Bedouin in the Negev desert are fighting a government plan that could spell dispossession for thousands.
Hundreds of protesters have demonstrated – some clashing with police – in Israel, the West Bank and Gaza Strip against an Israeli draft law seeking to evict Bedouin residents from the southern Negev desert.
The government in January approved a bill calling for the relocation of 30,000-40,000 Bedouins, the demolition of about 40 villages and the confiscation of more than 700,000 dunams (70,000 hectares) of Negev land.
The draft legislation was adopted by parliament in a first reading in June but it has to pass two more readings in the Knesset (parliament) before it becomes law.
Israeli police said clashes broke out at the main demonstration on Saturday in the Negev village of Houra where around 1,000 protesters had gathered as part of a campaign of “rage” against the bill.
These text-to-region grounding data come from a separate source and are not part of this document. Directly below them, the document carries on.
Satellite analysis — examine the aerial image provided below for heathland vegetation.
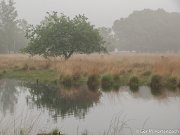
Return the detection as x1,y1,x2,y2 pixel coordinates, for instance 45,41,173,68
0,53,180,90
0,0,180,94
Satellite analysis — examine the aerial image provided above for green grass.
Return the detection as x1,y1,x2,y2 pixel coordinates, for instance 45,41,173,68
0,69,58,82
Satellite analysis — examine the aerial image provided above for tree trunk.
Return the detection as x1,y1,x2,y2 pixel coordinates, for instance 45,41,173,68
13,40,16,53
64,51,74,60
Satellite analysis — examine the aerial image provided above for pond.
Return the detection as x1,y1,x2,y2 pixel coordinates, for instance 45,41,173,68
0,80,180,135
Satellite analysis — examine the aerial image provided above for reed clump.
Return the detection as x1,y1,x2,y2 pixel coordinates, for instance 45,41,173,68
0,72,2,78
165,76,177,90
87,74,100,91
150,74,162,89
101,74,114,91
112,75,121,90
62,75,73,87
129,76,139,91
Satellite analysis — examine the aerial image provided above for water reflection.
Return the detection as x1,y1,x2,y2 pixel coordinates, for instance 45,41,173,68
151,88,163,97
0,80,19,115
24,82,101,119
128,86,180,100
0,80,180,118
0,80,180,135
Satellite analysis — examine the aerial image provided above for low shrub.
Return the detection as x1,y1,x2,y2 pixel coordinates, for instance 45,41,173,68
166,77,177,90
101,74,113,91
178,80,180,88
72,73,81,82
52,129,59,135
29,66,36,70
113,75,121,90
2,70,6,74
59,74,65,81
142,71,151,76
21,63,29,71
87,75,100,91
62,75,73,87
150,75,162,90
43,62,51,70
0,72,2,78
129,76,139,91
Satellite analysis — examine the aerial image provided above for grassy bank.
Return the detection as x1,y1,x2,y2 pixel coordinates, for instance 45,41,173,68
0,53,180,88
0,69,58,82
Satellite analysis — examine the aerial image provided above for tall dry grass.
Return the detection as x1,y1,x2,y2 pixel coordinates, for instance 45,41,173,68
55,53,180,77
0,53,180,77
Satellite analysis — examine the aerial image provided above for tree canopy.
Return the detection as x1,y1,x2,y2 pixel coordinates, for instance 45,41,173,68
23,12,106,60
112,9,180,52
97,9,180,52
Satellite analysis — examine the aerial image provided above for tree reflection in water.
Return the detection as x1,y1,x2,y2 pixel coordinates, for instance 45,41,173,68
0,80,19,115
25,82,101,120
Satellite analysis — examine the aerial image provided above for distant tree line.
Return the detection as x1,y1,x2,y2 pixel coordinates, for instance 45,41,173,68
0,0,28,53
100,9,180,52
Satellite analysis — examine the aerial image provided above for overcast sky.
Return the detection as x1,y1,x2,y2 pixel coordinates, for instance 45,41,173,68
15,0,180,27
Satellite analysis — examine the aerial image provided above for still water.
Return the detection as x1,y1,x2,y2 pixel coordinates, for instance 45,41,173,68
0,80,180,135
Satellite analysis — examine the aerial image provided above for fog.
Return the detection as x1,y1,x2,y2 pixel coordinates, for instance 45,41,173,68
175,0,180,6
15,0,180,27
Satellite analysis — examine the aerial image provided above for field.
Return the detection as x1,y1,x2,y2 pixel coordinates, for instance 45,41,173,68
0,53,180,85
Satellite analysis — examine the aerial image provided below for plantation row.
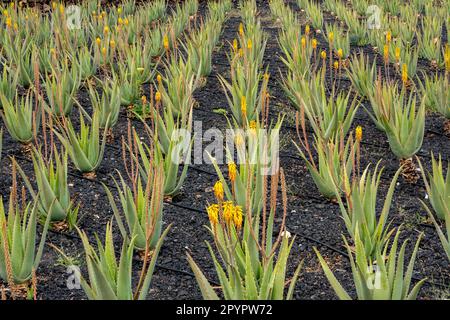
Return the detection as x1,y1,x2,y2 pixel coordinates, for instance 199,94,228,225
0,0,448,300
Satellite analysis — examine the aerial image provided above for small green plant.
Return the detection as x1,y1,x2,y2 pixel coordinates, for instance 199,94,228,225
78,221,171,300
0,91,39,145
88,79,121,129
421,203,450,262
417,154,449,221
0,174,51,286
346,52,376,98
0,65,19,103
156,55,198,120
315,228,426,300
332,162,402,259
294,113,358,199
104,165,164,252
113,60,143,107
54,112,107,175
218,61,269,127
381,91,425,160
74,46,99,81
126,123,191,197
16,148,79,229
418,73,450,119
286,74,359,140
44,62,81,117
303,0,323,30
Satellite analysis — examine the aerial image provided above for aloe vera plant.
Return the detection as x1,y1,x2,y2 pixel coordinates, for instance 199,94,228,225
346,52,376,98
16,149,79,228
54,112,107,174
0,187,51,285
382,92,425,160
44,62,81,117
126,121,191,196
315,228,426,300
417,154,449,221
104,165,164,251
78,222,171,300
218,61,269,127
0,92,40,145
88,79,121,129
0,65,19,103
287,74,359,140
188,169,303,300
294,115,357,199
420,202,450,262
418,73,450,119
332,163,402,259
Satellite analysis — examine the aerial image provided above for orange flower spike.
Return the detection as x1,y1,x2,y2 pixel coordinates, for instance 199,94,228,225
228,162,237,182
207,204,219,226
213,181,224,201
355,126,363,142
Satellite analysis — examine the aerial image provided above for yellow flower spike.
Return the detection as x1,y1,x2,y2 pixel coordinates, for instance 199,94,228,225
333,61,339,70
118,17,123,25
312,38,317,49
155,91,161,102
101,47,107,57
52,2,57,10
103,26,109,35
239,23,244,36
321,50,326,59
238,48,244,57
235,133,245,147
383,45,389,62
118,7,122,14
395,47,401,62
337,48,343,59
247,39,252,50
301,37,306,49
109,40,115,48
249,120,257,130
5,17,11,28
207,204,219,225
328,31,334,43
213,181,224,201
157,74,162,84
233,38,238,52
141,95,147,105
124,18,129,26
386,30,392,44
263,73,270,81
233,205,243,230
444,45,450,71
240,96,247,117
96,37,101,46
355,126,363,142
59,4,64,14
222,201,234,224
401,64,408,84
2,10,8,17
305,24,310,35
163,34,169,50
228,162,237,182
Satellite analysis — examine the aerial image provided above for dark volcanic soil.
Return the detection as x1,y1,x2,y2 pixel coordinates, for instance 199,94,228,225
0,0,448,300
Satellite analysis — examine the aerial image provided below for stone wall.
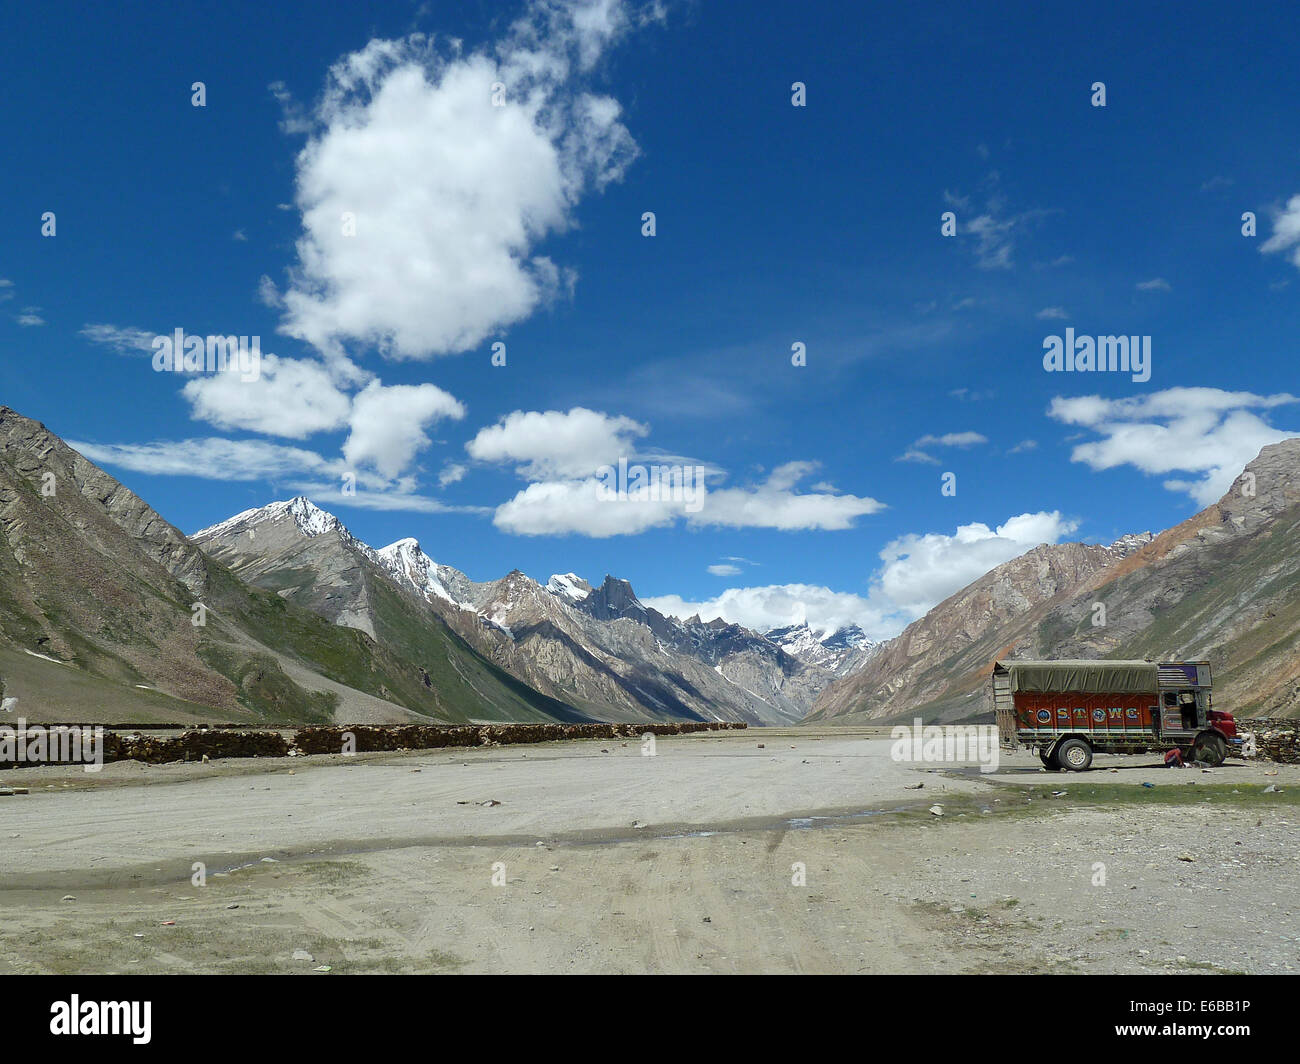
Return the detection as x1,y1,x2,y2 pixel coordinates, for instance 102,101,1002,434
293,720,743,755
1238,718,1300,765
1,720,745,767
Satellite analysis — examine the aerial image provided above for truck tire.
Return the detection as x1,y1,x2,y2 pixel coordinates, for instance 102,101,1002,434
1190,731,1227,766
1039,746,1062,770
1056,738,1093,772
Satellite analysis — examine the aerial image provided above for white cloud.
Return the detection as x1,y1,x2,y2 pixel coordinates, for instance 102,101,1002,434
16,308,44,327
707,563,741,577
268,79,313,135
277,1,642,360
467,407,647,478
343,380,465,478
257,275,282,308
1136,277,1171,291
80,323,159,355
71,437,358,484
875,511,1078,620
438,461,468,487
644,585,886,640
1036,306,1068,319
915,431,987,449
494,476,678,536
490,457,883,537
1261,193,1300,269
965,210,1017,269
1049,387,1300,505
69,437,478,514
182,354,353,439
698,464,882,531
646,510,1079,640
282,481,486,514
897,430,987,464
948,173,1054,271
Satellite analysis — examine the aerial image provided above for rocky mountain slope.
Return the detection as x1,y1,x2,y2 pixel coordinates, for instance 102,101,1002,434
0,407,579,726
810,438,1300,723
195,501,845,724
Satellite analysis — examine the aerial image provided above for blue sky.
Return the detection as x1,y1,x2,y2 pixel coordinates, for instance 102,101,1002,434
2,0,1299,639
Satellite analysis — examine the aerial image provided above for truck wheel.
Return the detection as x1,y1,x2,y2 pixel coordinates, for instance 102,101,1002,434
1056,738,1093,772
1039,746,1061,770
1191,732,1227,766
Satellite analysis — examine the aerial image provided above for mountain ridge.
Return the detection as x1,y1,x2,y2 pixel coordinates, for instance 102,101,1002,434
193,496,849,724
810,438,1300,723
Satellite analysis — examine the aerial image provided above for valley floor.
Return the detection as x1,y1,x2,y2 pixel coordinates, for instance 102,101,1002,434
1,729,1297,974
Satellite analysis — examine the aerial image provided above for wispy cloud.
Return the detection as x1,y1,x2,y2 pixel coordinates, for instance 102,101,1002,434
79,323,159,355
896,431,988,464
67,436,482,514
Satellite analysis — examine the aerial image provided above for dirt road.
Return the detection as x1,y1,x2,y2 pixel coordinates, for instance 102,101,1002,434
2,728,1297,974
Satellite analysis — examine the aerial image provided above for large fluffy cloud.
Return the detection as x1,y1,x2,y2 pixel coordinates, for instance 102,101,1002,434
643,585,888,640
1049,387,1299,505
495,476,679,536
276,1,644,360
466,407,647,478
343,380,465,479
182,354,353,439
874,511,1078,619
646,510,1079,640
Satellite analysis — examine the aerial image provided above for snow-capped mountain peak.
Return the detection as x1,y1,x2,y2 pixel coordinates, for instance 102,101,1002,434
1106,531,1155,555
376,537,459,606
193,495,342,540
546,572,593,603
765,622,876,673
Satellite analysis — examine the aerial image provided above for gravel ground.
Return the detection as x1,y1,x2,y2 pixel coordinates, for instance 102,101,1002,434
1,729,1296,974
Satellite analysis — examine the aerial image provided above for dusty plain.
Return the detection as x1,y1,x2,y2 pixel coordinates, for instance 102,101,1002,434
1,727,1297,974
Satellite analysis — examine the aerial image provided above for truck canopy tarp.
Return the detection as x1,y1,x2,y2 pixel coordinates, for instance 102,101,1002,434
995,659,1159,694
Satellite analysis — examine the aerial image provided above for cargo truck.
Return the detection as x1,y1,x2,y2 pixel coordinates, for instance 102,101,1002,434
991,659,1242,771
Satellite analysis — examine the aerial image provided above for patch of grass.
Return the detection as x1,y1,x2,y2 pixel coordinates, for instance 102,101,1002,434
1023,781,1300,810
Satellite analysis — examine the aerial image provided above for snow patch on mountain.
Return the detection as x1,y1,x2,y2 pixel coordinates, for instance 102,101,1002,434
1105,531,1156,555
546,572,593,604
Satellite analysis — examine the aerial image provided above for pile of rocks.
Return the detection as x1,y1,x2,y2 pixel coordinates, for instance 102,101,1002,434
1238,718,1300,764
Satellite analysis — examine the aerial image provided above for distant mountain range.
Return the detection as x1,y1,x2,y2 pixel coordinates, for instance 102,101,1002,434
810,438,1300,723
194,497,872,725
0,406,869,726
5,403,1293,727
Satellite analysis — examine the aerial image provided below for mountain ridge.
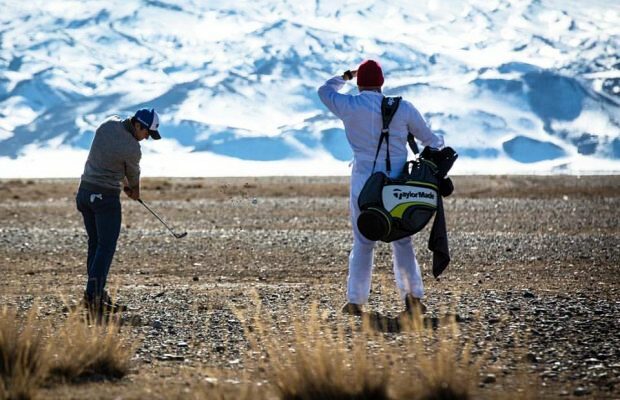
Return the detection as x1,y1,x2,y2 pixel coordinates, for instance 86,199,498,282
0,0,618,176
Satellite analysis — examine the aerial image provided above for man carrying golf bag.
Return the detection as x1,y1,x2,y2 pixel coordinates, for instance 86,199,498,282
76,108,162,315
318,60,446,317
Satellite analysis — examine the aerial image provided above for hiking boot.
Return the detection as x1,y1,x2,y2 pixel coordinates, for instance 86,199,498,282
100,292,128,313
83,291,128,314
341,302,365,316
401,294,427,318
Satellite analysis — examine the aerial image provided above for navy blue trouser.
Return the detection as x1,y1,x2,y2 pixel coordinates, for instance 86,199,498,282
76,188,121,299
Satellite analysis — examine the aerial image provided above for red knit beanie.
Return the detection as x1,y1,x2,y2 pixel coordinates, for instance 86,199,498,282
357,59,384,87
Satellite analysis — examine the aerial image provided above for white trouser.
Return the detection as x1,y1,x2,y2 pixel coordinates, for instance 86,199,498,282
346,159,424,304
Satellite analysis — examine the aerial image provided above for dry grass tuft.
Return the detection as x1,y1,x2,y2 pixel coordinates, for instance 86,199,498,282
237,301,389,400
271,320,390,400
403,322,472,400
47,310,134,382
234,297,483,400
0,307,47,400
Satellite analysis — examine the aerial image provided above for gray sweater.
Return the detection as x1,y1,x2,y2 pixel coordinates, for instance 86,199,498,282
80,116,141,193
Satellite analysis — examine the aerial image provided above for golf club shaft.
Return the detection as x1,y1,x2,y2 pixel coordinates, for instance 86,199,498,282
138,199,182,237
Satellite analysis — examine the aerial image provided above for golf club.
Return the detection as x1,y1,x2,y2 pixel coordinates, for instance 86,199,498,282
137,199,187,239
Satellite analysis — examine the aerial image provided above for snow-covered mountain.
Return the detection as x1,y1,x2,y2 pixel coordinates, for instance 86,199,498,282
1,0,619,177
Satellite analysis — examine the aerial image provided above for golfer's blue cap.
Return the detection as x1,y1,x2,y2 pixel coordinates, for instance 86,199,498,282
134,108,161,140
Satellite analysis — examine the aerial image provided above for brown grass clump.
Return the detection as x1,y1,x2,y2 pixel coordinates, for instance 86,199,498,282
47,311,134,382
271,310,390,400
235,297,481,400
0,307,47,400
237,301,388,400
397,318,473,400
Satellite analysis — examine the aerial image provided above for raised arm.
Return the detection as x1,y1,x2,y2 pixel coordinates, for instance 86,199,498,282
317,71,356,119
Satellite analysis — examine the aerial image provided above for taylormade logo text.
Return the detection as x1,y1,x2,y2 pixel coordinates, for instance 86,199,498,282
392,188,435,200
382,185,437,212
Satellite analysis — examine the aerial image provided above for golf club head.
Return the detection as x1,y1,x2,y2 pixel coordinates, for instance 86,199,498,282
174,232,188,239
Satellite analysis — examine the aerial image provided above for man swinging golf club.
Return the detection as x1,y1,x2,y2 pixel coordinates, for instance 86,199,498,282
76,108,162,314
318,60,446,317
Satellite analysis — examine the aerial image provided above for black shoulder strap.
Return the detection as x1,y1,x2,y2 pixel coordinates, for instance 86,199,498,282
372,96,401,174
381,96,401,131
406,132,420,155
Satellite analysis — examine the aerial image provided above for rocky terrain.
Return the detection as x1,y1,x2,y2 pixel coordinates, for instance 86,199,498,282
0,176,618,399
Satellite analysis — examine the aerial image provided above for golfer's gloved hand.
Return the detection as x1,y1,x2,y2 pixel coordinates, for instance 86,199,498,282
124,186,140,201
342,69,358,81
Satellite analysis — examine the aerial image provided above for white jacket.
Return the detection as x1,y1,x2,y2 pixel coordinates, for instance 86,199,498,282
317,76,444,170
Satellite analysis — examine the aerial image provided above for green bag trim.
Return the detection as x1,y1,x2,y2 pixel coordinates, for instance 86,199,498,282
390,202,437,218
421,159,438,169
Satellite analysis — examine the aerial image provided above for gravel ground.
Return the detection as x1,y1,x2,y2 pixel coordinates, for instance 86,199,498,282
0,176,618,399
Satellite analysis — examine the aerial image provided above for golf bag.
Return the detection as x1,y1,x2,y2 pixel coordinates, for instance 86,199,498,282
357,96,458,244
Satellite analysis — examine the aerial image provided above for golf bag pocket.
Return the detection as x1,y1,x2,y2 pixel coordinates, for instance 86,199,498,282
357,172,391,240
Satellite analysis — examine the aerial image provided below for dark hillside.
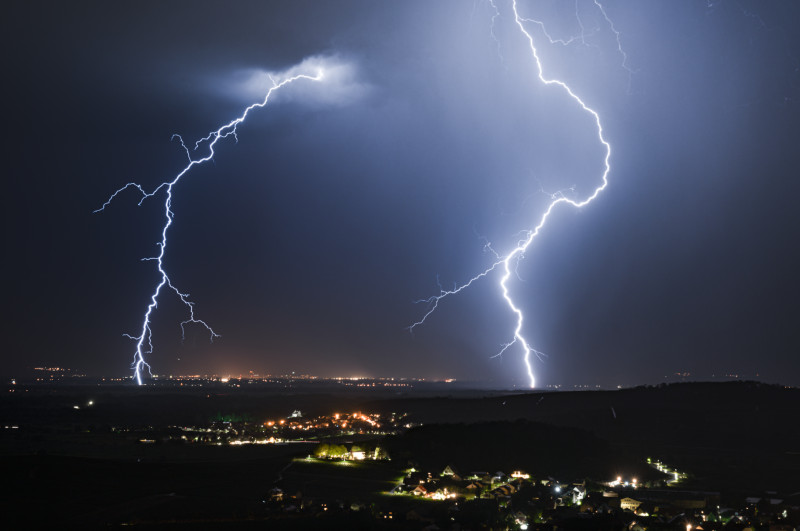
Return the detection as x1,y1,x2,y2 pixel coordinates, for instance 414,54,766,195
383,420,660,482
368,382,800,492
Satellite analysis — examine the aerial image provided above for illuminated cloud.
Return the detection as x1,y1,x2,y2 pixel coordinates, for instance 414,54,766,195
224,55,369,107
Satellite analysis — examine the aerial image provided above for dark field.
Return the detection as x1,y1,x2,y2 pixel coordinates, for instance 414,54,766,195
2,446,308,526
280,458,403,499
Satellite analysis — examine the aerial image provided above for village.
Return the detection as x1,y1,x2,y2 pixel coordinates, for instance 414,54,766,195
134,409,800,529
125,409,413,446
3,382,799,528
267,453,800,530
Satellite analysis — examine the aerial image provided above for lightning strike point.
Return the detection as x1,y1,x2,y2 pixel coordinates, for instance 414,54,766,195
410,0,619,389
97,69,324,384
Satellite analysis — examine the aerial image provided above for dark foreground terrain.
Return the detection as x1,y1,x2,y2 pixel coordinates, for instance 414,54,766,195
1,380,798,528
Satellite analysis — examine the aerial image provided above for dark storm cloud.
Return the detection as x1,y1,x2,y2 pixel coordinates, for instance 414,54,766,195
4,1,799,386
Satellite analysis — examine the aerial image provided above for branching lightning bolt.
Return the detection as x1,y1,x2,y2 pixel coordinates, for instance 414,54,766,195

People who have no land do not exist. We have been living here since before the creation of the state of Israel.
Protesters threw stones at Israeli forces who dispersed the demonstrators, Louba Samri, a police spokeswoman, said.
“Ten policemen were lightly hurt and 11 protesters were arrested,” she added.
Protesters said they have appealed plans by Israel to evict them from their homes.
“People who have no land do not exist. We have been living here since before the creation of the state of Israel (1948),” said 70-year-old demonstrator Maqbul Saraya.
“We have submitted a complaint to the court but we feel that democracy and justice in Israel do not apply to us,” he said.
The Israeli government’s Prawer-Begin plan, officially known as the Bill on the Arrangement of Bedouin Settlement in the Negev, will move the Bedouin from so-called unrecognised villages into government-planned towns, where poverty is high and services are few.
About 200,000 Bedouin currently live in the country’s southern Negev desert.
Half of those live in seven crowded Israeli townships, while the other half live in 35 villages, which lack basic services such as running water, electricity, paved roads or schools.
Israel says these villages are illegal, accusing the Bedouin of a conducting a land grab in the Negev.
The government says its proposal aims to modernise the Bedouin, and improve their quality of life. It says it has earmarked $340m – to be spread over the next five years – to support the community’s development.
But critics say the plan fails to recognise Bedouin land claims and ignores the community’s needs. It has been condemned internationally.
A group of 50 public figures in Britain signed a letter , published in the UK’s Guardian newspaper on Friday, opposing the plan as a means of “systematic discrimination and separation”.
Navi Pillay, the United Nations High Commissioner for Human Rights, said in July that she was “alarmed” by the proposal.
She said it would “accelerate the demolition of entire Bedouin communities, forcing them to give up their homes, denying them their rights to land ownership, and decimating their traditional cultural and social life in the name of development”.
The demonstrations on Saturday are the third in a series of coordinated, one-day actions against the plan.